Wsunął luźne notatki w plastyfikowaną okładkę, tę natomiast - wrzucił do plecaka. Potem zamrugał; coś mu się jakby przypomniało.
- „Kiedy słyszysz tętent kopyt, spodziewaj się koni, nie zebry” - Mruknął. Potem, to samo, powtórzył głośniej - Tak się mówi wśród lekarzy. W momencie, w którym zgłasza się do ciebie pacjent z określonym... Zestawem objawów... - Ważył słowa - Diagnostykę różnicową należy zacząć od założenia, że cierpi na jedno z pospolitych, powszechnych schorzeń - Na przykład, pomyślał, jeśli delikwent przychodzi z bólem serca, to pewnie zawał albo miłość, a niekoniecznie trawiący go od środka, tropikalny pasożyt, którego połknął razem z kęsem dojrzałej gujawy na karaibskich wakacjach przed ośmioma miesiącami, choć taki na przykład Doktor House (za którym Henry nie tylko nie przepadał, ale którym, na jakiejś płaszczyźnie, też gardził - w przeciwieństwie do Doktora Seussa) pewnie miałby w tym temacie inne zdanie - Zamiast z góry zakładać, że dolega mu coś wyjątkowo niespotykanego. Mam nadzieję, że twojemu koledze jednak dobrze pójdzie podczas egzaminów, i odzyskacie swoją relację. - Chwilę patrzył na Leandra. Chrząknął.

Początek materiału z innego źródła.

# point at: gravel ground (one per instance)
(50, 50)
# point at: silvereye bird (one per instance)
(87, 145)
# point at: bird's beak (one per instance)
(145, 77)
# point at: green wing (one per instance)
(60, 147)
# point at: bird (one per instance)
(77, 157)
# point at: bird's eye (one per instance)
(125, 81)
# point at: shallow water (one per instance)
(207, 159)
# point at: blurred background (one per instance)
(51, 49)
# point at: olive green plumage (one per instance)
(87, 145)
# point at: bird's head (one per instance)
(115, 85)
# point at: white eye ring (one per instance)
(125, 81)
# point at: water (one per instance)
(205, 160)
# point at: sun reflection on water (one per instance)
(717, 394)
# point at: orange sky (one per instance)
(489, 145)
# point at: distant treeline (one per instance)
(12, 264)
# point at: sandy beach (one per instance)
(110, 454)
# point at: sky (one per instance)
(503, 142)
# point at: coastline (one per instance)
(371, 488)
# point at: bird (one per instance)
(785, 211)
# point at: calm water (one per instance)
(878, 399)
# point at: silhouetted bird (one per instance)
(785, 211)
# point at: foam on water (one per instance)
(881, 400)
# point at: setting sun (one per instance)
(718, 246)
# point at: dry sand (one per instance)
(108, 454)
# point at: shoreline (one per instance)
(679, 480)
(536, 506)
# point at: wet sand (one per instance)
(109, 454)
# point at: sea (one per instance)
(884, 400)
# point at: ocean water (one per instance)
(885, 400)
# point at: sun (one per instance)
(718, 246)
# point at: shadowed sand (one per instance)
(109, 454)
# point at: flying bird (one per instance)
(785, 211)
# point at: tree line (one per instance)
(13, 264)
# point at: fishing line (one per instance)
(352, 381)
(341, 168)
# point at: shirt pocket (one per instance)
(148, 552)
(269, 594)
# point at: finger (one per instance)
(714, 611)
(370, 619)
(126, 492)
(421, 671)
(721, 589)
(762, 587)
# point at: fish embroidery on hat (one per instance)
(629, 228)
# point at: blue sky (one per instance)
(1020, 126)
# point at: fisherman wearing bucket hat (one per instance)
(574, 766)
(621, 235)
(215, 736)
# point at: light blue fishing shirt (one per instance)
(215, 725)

- A teraz naprawdę pora na mnie.
Istniał taki równoległy scenariusz, w którym - zbierając długopisy (wszystkie oprócz niebieskiego - tego, który wybrał sobie Leo) - Henry pochylał się teraz nad blatem, obracał zapisaną przez Leandra kartkę i, pośpieszną, ale nadal ładną kaligrafią, notował na niej swój numer. Potem się uśmiechał, wzruszając ramionami, i pytał: - Może się jeszcze zobaczymy?
Ale - i tego, jako student literatury - Leander musiał być świadom równie mocno jak różnic między mnogością dostępnych poetom stop metrycznych, jeden znak zapytania mógł czasem odmienić cały bieg historii bieg całej historii.
- Może się jeszcze zobaczymy.
Henry zabrał plecak i wyszedł z biblioteki - ale zanim to zrobił, sumiennie odniósł Keatsa na jego zwyczajowe miejsce. Jakoś zupełnie przeszła mu ochota.